Das Team hat sich insbesondere auf die von Hubble gemessenen galaktischen Entfernungen konzentriert.
Die Forschung des Teams mit dem JWST deckte etwa ein Drittel der gesamten von Hubble gesichteten Galaxien ab, wobei die Galaxie Messier 106 (M106), auch bekannt als NGC 4258, die sich in einer Entfernung von etwa 23 Millionen Lichtjahren im Sternbild Canes Venaticias befindet, als Referenzpunkt diente.
Die Galaxie M106, wie sie vom JWST gesehen und zur Überprüfung der Hubble-Messungen verwendet wurde (Bildnachweis: ESA/Webb, NASA & CSA, J. Glenn)
Dadurch konnten sie nicht nur die bisher präzisesten lokalen Messungen der Hubble-Konstante durchführen, sondern auch unabhängig überprüfen, ob Hubbles Entfernungsmessungen korrekt waren.

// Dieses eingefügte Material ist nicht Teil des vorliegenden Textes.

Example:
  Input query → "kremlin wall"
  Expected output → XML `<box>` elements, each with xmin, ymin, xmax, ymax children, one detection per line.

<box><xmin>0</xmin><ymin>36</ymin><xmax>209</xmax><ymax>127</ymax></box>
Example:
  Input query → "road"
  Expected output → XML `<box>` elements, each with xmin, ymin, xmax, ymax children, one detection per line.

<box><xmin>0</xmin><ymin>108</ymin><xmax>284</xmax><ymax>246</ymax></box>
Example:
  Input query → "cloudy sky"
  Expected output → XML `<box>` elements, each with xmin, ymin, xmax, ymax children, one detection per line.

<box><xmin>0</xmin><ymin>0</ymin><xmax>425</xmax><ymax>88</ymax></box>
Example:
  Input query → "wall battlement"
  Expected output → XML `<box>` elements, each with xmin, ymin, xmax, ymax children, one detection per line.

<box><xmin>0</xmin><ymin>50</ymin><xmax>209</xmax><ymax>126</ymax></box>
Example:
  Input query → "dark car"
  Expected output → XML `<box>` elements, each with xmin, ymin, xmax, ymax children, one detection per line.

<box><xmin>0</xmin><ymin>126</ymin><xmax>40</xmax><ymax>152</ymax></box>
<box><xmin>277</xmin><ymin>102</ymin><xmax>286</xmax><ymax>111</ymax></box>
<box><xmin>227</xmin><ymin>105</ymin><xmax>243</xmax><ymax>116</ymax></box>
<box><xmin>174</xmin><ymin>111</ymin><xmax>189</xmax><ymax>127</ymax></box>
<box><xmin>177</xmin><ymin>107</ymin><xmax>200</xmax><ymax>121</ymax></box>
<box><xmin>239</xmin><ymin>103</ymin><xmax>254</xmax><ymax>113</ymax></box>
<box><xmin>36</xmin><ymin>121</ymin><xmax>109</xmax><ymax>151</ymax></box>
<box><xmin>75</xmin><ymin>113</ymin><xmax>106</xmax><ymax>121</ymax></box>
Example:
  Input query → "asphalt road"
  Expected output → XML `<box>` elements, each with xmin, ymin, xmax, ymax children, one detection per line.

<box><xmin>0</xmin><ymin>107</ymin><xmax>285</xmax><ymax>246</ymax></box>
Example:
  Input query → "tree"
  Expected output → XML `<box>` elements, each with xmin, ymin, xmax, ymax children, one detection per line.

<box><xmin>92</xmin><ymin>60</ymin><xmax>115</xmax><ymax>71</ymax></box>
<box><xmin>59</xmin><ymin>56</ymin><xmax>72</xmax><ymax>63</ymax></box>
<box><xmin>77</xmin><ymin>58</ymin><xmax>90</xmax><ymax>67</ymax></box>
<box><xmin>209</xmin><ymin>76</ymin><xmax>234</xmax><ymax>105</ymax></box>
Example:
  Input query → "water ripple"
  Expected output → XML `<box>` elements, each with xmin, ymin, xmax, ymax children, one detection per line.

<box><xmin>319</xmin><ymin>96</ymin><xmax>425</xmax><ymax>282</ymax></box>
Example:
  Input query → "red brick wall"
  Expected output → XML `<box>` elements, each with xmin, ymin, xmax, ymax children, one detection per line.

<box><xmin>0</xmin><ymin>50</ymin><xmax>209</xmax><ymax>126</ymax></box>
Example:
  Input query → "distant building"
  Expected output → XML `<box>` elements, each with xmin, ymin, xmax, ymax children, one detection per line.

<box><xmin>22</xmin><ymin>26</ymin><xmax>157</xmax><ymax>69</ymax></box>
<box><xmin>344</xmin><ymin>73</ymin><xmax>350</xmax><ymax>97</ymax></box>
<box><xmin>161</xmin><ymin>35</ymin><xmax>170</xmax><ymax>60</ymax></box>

Die vom JWST beobachteten Galaxien ergaben eine Hubble-Konstante von etwa 162.400 mph pro Mpc (72,6 km/s/Mpc), was nahezu identisch mit dem von Hubble für dieselben Galaxien ermittelten Wert von 162849 mph pro Mpc (72,8 km/s/Mpc) ist.
Damit wird die Möglichkeit ausgeschlossen, dass die Hubble-Spannung nur ein Artefakt ist, das durch eine erhebliche Verzerrung der Messungen des altgedienten Weltraumteleskops entsteht.

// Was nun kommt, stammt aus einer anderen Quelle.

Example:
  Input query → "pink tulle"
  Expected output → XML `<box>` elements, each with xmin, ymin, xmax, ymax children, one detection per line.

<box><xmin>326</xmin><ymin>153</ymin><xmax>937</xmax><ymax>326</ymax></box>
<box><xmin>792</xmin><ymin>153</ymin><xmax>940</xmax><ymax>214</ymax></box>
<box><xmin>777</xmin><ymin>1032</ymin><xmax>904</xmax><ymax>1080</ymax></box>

„Die JWST-Daten sind so, als würde man das Universum zum ersten Mal in hoher Auflösung betrachten, und sie verbessern das Signal-Rausch-Verhältnis der Messungen erheblich“, sagte Siyang Li, Mitglied des Teams und Doktorand an der Johns Hopkins University.

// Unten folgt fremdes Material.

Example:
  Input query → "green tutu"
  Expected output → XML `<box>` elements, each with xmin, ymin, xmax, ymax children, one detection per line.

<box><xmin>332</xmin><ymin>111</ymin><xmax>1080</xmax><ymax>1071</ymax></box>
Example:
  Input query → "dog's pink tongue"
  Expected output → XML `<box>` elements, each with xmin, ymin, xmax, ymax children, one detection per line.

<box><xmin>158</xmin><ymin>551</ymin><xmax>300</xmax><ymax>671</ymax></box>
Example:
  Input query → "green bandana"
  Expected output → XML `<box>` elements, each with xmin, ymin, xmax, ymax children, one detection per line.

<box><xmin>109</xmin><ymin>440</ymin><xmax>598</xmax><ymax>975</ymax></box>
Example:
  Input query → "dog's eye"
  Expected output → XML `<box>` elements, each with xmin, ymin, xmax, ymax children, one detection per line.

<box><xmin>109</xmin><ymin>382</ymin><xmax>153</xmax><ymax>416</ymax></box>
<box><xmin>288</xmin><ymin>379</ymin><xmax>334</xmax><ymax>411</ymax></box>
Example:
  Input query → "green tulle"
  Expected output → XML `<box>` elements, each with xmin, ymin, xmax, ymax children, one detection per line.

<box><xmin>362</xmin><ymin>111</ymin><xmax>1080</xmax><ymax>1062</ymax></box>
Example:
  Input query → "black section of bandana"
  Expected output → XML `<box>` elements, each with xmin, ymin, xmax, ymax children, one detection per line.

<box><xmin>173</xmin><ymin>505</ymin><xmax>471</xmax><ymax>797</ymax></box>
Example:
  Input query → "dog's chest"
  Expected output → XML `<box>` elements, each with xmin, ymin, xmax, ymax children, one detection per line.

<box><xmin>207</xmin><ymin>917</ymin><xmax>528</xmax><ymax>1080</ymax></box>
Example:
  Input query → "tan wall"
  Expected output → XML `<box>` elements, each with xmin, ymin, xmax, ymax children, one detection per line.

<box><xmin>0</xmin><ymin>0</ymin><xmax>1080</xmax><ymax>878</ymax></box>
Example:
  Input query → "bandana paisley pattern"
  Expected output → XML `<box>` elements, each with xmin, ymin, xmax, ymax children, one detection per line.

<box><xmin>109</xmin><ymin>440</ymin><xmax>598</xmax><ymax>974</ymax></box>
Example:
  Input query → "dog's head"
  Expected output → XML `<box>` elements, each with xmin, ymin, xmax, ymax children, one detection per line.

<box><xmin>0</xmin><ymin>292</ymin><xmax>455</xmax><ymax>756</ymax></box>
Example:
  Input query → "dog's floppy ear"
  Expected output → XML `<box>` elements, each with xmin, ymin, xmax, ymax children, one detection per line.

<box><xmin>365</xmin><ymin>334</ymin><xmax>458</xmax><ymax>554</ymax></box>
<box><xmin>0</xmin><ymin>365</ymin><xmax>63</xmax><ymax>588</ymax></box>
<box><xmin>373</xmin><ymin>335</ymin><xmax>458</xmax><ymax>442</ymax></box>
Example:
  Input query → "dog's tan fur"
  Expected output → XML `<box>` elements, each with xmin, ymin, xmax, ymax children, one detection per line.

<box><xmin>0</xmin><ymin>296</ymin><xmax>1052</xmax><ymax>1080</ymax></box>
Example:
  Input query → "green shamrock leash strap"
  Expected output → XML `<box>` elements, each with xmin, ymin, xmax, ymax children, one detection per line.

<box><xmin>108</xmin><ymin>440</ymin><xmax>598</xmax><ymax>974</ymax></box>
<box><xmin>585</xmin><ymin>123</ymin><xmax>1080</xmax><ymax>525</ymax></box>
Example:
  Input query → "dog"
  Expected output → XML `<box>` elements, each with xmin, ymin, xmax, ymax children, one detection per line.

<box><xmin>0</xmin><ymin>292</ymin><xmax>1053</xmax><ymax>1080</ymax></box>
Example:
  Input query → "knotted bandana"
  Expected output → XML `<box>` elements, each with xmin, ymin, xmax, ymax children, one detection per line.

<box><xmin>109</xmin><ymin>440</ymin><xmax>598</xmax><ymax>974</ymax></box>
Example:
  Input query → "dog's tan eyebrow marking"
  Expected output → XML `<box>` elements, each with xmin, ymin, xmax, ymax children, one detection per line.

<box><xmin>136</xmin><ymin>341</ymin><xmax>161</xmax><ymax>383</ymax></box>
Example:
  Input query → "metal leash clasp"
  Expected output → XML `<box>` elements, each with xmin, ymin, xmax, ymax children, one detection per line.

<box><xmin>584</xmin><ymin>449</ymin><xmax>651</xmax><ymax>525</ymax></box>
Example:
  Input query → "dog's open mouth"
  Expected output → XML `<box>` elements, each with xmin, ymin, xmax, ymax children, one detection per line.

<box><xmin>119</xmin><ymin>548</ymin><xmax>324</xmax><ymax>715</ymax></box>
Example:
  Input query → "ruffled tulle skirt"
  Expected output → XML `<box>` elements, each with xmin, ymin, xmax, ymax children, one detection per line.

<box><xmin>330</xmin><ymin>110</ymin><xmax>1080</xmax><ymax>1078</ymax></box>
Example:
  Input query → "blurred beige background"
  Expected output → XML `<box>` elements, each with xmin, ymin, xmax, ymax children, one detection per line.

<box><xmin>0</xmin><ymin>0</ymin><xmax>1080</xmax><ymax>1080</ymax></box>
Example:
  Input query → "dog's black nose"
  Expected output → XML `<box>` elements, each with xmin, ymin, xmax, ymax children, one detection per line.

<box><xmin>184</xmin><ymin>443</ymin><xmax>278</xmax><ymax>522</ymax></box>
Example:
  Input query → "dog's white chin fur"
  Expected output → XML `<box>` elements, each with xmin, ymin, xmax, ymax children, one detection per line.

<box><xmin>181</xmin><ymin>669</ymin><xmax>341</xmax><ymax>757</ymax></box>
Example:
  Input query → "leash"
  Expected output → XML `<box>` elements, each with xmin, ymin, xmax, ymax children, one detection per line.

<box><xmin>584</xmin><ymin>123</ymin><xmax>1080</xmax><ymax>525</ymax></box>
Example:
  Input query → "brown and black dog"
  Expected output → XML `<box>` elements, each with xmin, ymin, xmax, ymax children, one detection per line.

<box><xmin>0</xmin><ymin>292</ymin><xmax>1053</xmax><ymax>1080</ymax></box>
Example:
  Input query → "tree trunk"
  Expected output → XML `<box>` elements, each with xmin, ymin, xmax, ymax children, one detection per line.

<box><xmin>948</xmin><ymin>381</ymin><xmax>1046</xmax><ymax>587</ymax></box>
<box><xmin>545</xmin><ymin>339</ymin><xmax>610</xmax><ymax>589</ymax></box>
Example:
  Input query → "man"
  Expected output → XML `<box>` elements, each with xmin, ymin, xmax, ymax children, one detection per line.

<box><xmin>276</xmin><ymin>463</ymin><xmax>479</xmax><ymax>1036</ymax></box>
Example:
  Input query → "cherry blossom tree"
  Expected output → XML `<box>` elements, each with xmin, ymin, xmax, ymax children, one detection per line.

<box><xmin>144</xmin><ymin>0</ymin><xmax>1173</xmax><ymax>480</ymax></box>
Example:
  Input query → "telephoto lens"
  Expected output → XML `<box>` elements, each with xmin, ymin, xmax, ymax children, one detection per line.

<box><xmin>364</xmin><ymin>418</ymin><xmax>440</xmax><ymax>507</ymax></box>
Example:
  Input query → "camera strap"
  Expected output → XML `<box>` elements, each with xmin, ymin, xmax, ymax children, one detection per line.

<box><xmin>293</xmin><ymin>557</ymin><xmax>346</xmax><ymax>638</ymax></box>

Das bedeutet natürlich, dass es immer noch ein Problem mit der Hubble-Spannung gibt, das gelöst werden muss. Da die Expansion des Universums auf sehr großen Skalen abläuft
Der Johns Hopkins Kosmologe Marc Kamionkowski, der nicht an dieser Studie beteiligt war, glaubt, dass die Lösung der Hubble-Spannung ein neues Element in unseren Modellen des Universums erfordert. Er hat eine Idee, was dieses Element sein könnte.
„Eine mögliche Erklärung für die Hubble-Spannung wäre, dass in unserem Verständnis des frühen Universums etwas fehlt, z. B. eine neue Materiekomponente – die frühe dunkle Energie -, die dem Universum nach dem Urknall einen unerwarteten Kick gegeben hat“, so Kamionkowski in der Erklärung. „Und es gibt noch andere Ideen, wie zum Beispiel seltsame Eigenschaften der dunklen Materie, exotische Teilchen, sich verändernde Elektronenmassen oder primordiale Magnetfelder, die den Trick ausmachen könnten. „Die Theoretiker haben die Lizenz, ziemlich kreativ zu werden.“
Die Forschungsergebnisse des Teams wurden am Montag (9. Dezember) im Astrophysical Journal veröffentlicht.